I. − Part. prés. de seoir*.
II. − Adjectif
A. − [Corresp. à seoir I]
1. HÉRALD. [En parlant d'un animal] Qui est représenté assis. Léopard, lion séant. (Dict. xxes.).
2. Vx. [En parlant d'une pers.] Qui siège ou qui peut siéger dans une assemblée. P. méton. [En parlant d'une assemblée] Qui tient séance. La cour étoit séante à Westminster (Chateaubr.,Litt. angl., t. 2, 1836, p. 188).
B. − [Corresp. à seoir II]
1. Qui sied, qui convient. Synon. convenable, décent; anton. malséant.Les talents dont nous parlons ne sont bons qu'à donner de la vanité, à exciter l'envie. Ils sont plus séants chez une femme, à cause de leur frivolité (Duranty,Malh. H. Gérard, 1860, p. 86).
Littér. [Dans une phrase impers.] Il est séant de + inf. ou que + subj.Il est convenable, opportun, décent de, que. Était-il séant de venir s'y mêler, mettre pour ainsi dire le doigt entre l'Empereur et son valet de chambre? (Las Cases,Mémor. Ste-Hélène, t. 2, 1823, p. 463).
2. Littér.
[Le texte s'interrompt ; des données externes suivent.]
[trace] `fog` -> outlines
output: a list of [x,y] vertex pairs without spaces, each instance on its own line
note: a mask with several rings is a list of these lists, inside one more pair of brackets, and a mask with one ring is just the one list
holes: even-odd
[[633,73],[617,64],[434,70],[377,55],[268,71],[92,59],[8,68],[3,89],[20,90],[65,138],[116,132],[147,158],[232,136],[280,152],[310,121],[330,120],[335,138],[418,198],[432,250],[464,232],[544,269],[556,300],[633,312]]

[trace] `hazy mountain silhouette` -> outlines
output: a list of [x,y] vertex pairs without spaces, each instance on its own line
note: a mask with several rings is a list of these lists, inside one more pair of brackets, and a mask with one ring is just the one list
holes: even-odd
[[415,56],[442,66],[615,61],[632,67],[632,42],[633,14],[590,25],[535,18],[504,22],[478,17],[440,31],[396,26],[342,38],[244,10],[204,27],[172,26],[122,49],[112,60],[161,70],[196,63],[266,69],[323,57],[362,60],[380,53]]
Séant à qqn.Qui va à quelqu'un. Synon. seyant.Un bonnet polonais à créneaux, fort séant, sans doute, aux magnats, mais qui lui donnait l'air d'une vieille femme (France,Vie fleur, 1922, p. 340).
Prononc. et Orth.: [seɑ ̃], fém. [-ɑ ̃:t]. Ac. 1694, 1718: seant; dep. 1740: sé-. Étymol. et Hist. 1. Ca 1050 part. prés. sedant « étant assis » (Alexis, éd. Chr. Storey, 114); a) ca 1100 seant (Roland, éd. J. Bédier, 1523); spéc. 1677 hérald. seantes partitions (Menestrier, Abr. méthodique des princ. hérald., p. 60); 1875 (Lar. 19e: séant. S'emploie quelquefois comme synonyme d'assis, en parlant des animaux); b) 1269-78 « qui siège » (Jean de Meun, Rose, éd. F. Lecoy, 19814); 2. ca 1100 ben seant « avenant, bien fait », v. bienséant; 1176-84 malseant « qui ne convient pas », v. malséant; fin xiies. « qui sied, qui est admis comme convenable » (Floovant, éd. S. Andolf, 1785: porpre qui molt estoit saanz); 1538 il est bien seant « il convient » (Est.). Part. prés. adj. du verbe seoir*.